Share your dilemmas and get honest opinions from other Mumsnetters.

To ask why people do this?

220 replies

PITCHpink · 05/06/2025 11:51

A friend and I arranged to meet on Saturday morning and she text me last saying “You still up for Saturday?” I said yes definitely bla bla….

She then says “Great, My friend Joanne is coming along too, you’ve met her and got on with her”

I’m so annoyed as it feels like she’s waited until I’ve confirmed and committed again and then springs this upon me. Joanne is nice but it changes the dynamics completely as I’ve only met her twice and don’t feel comfortable discussing personal stuff with someone I don’t know.

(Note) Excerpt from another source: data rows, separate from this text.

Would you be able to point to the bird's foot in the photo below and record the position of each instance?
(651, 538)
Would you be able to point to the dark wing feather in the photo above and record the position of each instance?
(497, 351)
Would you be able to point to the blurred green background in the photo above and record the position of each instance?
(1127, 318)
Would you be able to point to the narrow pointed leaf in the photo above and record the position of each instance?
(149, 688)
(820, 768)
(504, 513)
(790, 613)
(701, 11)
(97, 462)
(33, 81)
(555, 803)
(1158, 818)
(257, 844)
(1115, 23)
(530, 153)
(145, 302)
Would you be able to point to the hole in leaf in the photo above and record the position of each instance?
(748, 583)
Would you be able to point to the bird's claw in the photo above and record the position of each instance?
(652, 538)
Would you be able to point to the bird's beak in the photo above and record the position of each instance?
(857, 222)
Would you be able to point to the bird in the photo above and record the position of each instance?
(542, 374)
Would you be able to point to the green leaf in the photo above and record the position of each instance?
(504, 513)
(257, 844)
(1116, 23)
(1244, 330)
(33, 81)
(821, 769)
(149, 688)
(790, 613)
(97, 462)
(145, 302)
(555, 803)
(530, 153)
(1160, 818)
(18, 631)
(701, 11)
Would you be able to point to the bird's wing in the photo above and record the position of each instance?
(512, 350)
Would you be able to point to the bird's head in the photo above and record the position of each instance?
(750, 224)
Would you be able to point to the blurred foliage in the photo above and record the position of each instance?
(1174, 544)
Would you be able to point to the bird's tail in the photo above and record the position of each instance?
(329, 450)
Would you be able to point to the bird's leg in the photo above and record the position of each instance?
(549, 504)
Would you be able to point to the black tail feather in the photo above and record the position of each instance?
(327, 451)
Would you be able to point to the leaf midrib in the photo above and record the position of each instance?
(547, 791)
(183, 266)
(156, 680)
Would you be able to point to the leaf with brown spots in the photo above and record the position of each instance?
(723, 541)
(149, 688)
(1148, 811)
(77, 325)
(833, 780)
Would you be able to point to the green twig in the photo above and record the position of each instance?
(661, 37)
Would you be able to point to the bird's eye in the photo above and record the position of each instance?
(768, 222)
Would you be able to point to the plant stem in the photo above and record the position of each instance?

I can’t say ‘no don’t bring her’ or that I’m not coming now, because I’ll be the bad guy and the unsociable one. She’s done this in the past too and I find it so annoying. I’ve got other stuff to do, but I put that on the back burner to see her at a time that suits her and not me at all. She knows I’m not keen on her randomly inviting other people as last time she done it I said I’ll meet her a different time. I don’t think she was too impressed.

Why do people do this!? I wouldn’t dream of bringing one of my friends along randomly… so annoying

OP posts:
Gwenhwyfar · 05/06/2025 19:45

"I can’t say ‘no don’t bring her’ "

Yes, you can actually. Just explain that you want to talk about personal things.

Gwenhwyfar · 05/06/2025 19:46

TeenLifeMum · 05/06/2025 12:02

I’d say oh, how about you two meet and we can arrange a different time?

I wouldn't! That's my slot!
She can see Joanne another time. She tells Joanne there was a misunderstanding and she'll see her on x day instead.

alondonerabroad · 05/06/2025 19:49

I wonder if your friend is scared/annoyed with you and doesn’t want to meet you one on one. I’ve done this with boyfriends who annoyed me and I don’t want to be alone with so I invite anyone else to join us. Might be worth thinking about. Just looking at it from the other angle, maybe she finds you annoying and brings someone else to avoid the intensity of just you two.

PITCHpink · 05/06/2025 19:51

alondonerabroad · 05/06/2025 19:49

I wonder if your friend is scared/annoyed with you and doesn’t want to meet you one on one. I’ve done this with boyfriends who annoyed me and I don’t want to be alone with so I invite anyone else to join us. Might be worth thinking about. Just looking at it from the other angle, maybe she finds you annoying and brings someone else to avoid the intensity of just you two.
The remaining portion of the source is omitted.